No Brasil, os principais reservatórios hidrelétricos ficam nas regiões Sudeste e central do país.
“Para o setor elétrico, geralmente a La Niña é melhor, porque favorece a formação de zona de convergência do Atlântico Sul e frentes estacionárias nessas regiões”, explica o meteorologista Filipe Pungirum, mestre em Clima pela Universidade Federal do Rio de Janeiro (UFRJ).
“O El Niño favorece um tempo mais quente e seco na porção centro-norte do país e, por isso, não costuma ser positivo para a manutenção dos reservatórios de energia”, completa.
Por regiões, os reservatórios de Norte, Nordeste e Minas Gerais costumam ser prejudicados por um El Niño forte, enquanto o Sul é beneficiado, mas a região tem poucos reservatórios.
O fenômeno também costuma elevar as temperaturas nas capitais, pressionando a demanda, já que o ar-condicionado se tornou o principal fator de pico do consumo elétrico nacional.
O meteorologista pondera, porém, que os reservatórios do país se encontram em excelente momento.

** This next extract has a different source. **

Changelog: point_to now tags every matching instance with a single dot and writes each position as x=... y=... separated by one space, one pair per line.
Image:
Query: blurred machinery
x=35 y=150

Segundo o Operador Nacional do Sistema Elétrico (ONS), os reservatórios do Sudeste e Centro-Oeste encerraram fevereiro em patamares superiores a 70%, maior nível desde 2012. Enquanto no Sul e Nordeste, os níveis estão acima de 80%, e no Norte, em quase 100%.
“Mesmo se esse próximo El Niño for bem rigoroso e tivermos poucas chuvas, não vai ser tão grave quanto nas últimas crises”, acredita o especialista.